Trump taps Boehner foe as budget chief
President-elect Donald Trump said he will nominate Representative Mick Mulvaney, a founding member of an outspoken group of fiscal conservatives who helped oust a former U.S. House speaker, to be director of the Office of Management and Budget.
“We are going to do great things for the American people with Mick Mulvaney,” Trump said Saturday in an e-mailed statement. “Right now we are nearly $20 trillion in debt, but Mick is a very high-energy leader with deep convictions for how to responsibly manage our nation’s finances and save our country from drowning in red ink.”
Since arriving in Congress as part of the Republican Tea Party wave elected in 2010, Mulvaney hasbeen one of the most pugilistic advocates for cutting government spending.
“The Trump administration will restore budgetary and fiscal sanity back in Washington after eight years of an out-of-control, tax-and-spend financial agenda, ” Mulvaney, 49, of South Carolina said in the statement. “Each day, families across our nation make disciplined choices about how to spend their hard-earned money, and the federal government should exercise the same discretion that hardworking Americans do every day.”
In 2011 he co-authored a measure passed by the House that would have slashed spending while conditioning a $2.4 trillion debt-ceiling increase on passage of a constitutional amendment to balance the budget and make it harder to raise taxes.
He also helped lead an effort to defund or delay Obamacare that resulted in a 16-day government shutdown in 2013. As OMB chief, he would run the office responsible for implementing future shutdowns should they occur.
Representative John Yarmuth of Kentucky, who will be the top Democrat on the House Budget Committee next year, called Mulvaney a friend and said he put in some good words for him with Trump’s transition team at Mulvaney’s request. But he added that he has some concerns about Mulvaney as OMB chief.
“The one problem I would have with him is I know that when we shut the government down a few years ago, he was one who said that it’s OK to shut the government down,” Yarmuth said in an interview on C-Span’s Newsmakers program. “I’d like to hear him in confirmation hearings say one of the directives of a budget director is to avoid shutting the government down, and avoid defaulting on the national debt.”
Hit the Ground Running
Fellow South Carolinian lawmakers lauded Mulvaney. “He’s done his homework when it comes to the federal budget and will hit the ground running in this very important job,” Senator Lindsey Graham said in a statement posted on Twitter. Said Representative Trey Gowdy, “Mick is incredibly bright and capable, and I have no doubt his conservative principles will help restore our nation’s fiscal health.”

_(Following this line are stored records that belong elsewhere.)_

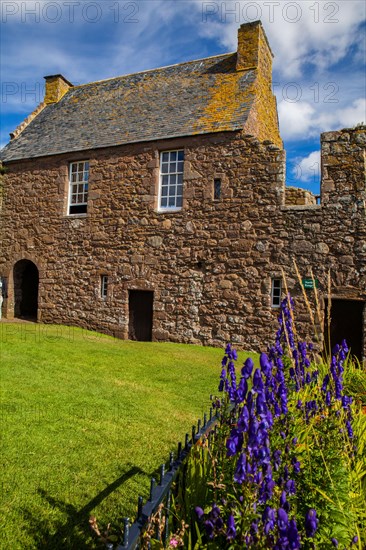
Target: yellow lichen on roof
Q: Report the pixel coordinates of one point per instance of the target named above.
(225, 100)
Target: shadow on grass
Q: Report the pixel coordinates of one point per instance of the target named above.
(75, 533)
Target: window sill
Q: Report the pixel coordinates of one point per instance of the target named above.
(168, 210)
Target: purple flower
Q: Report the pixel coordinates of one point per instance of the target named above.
(215, 511)
(234, 443)
(290, 486)
(231, 531)
(282, 520)
(257, 381)
(247, 369)
(209, 526)
(328, 399)
(311, 522)
(283, 502)
(268, 518)
(265, 364)
(240, 472)
(293, 535)
(349, 429)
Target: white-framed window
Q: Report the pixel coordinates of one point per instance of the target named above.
(171, 180)
(276, 291)
(103, 286)
(217, 189)
(79, 185)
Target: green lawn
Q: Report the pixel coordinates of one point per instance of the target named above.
(85, 420)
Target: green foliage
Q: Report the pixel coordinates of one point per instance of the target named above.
(85, 419)
(328, 440)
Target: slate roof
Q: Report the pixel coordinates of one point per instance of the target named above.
(196, 97)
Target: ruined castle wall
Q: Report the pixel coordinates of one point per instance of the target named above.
(209, 265)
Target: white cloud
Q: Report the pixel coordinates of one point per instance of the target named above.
(296, 119)
(307, 169)
(356, 113)
(302, 120)
(319, 33)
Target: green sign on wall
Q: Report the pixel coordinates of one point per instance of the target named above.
(308, 283)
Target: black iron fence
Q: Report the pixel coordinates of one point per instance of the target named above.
(161, 492)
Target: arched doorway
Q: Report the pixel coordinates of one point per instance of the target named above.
(26, 281)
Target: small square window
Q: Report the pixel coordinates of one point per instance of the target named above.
(171, 180)
(217, 189)
(78, 187)
(276, 291)
(104, 286)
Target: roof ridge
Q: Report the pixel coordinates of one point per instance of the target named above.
(151, 70)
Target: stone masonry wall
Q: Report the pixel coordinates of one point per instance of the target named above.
(210, 265)
(296, 196)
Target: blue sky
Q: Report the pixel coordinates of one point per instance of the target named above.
(319, 48)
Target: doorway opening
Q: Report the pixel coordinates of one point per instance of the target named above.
(140, 303)
(346, 322)
(26, 282)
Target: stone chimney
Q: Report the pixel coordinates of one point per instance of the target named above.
(56, 88)
(254, 51)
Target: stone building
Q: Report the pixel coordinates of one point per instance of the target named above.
(153, 206)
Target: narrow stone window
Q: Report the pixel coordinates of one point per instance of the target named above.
(276, 291)
(217, 189)
(103, 286)
(171, 180)
(79, 186)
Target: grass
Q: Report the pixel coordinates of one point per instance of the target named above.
(85, 420)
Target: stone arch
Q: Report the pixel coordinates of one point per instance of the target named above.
(25, 288)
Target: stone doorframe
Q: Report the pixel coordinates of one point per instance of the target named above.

Mulvaney has also drawn the ire of some fellow conservatives for his efforts to cut certain Pentagon spending, including writing a 2012 amendment with liberal Democrat Representative Barney Frank of Massachusetts that would have frozen defense spending.
“We need to stop measuring our commitment to national defense by how much we spend, and look more closely at how we spend our money,” Mulvaney said in a 2013 op-ed.
His selection by Trump comes as some Republicans in Congress are demanding more defense spending, and the president-elect has promised to invest more in the military. Mulvaney’s nomination will be subject to confirmation by the Senate.
Mulvaney helped create the House Freedom Caucus — a group of about three-dozen spending hawks that battled with former Speaker John Boehner over his compromises with moderates and Democrats on spending bills. Boehner resigned last year and his successor, Speaker Paul Ryan, insisted he wouldn’t take the job unless he had Freedom Caucus support.
Ryan, who served with Mulvaney on the House budget committee, returned the favor on Saturday. “Mick Mulvaney is the absolute right choice,” he said in a statement. “He has been a conservative reformer from day one, proposing solutions to fix the budget process and our regulatory system. At OMB, he will lead the work he has started to improve the way government does the people’s business.”
Mulvaney was also among the House Republicans who refused to pay dues to the National Republican Congressional Committee, complaining the group was too close to the party establishment and might be working against some conservatives in primaries.
The South Carolinian serves on the House Financial Services Committee and the House Oversight and Government Reform Committee, and previously was a member of the Small Business and Budget panels.
He earned an undergraduate degree from Georgetown University and a law degree from the University of North Carolina at Chapel Hill.After working in private legal practice and in his family’s home-building business, he became an owner-operator of a regional restaurant chain.
Mulvaney entered politics when he was elected to the South Carolina House in 2006. He had been viewed as a potential candidate for governor of South Carolina in 2018, but Trump’s selection of current Governor Nikki Haley to be United Nations ambassador could lift the current lieutenant governor into the spot and make it harder for others to run.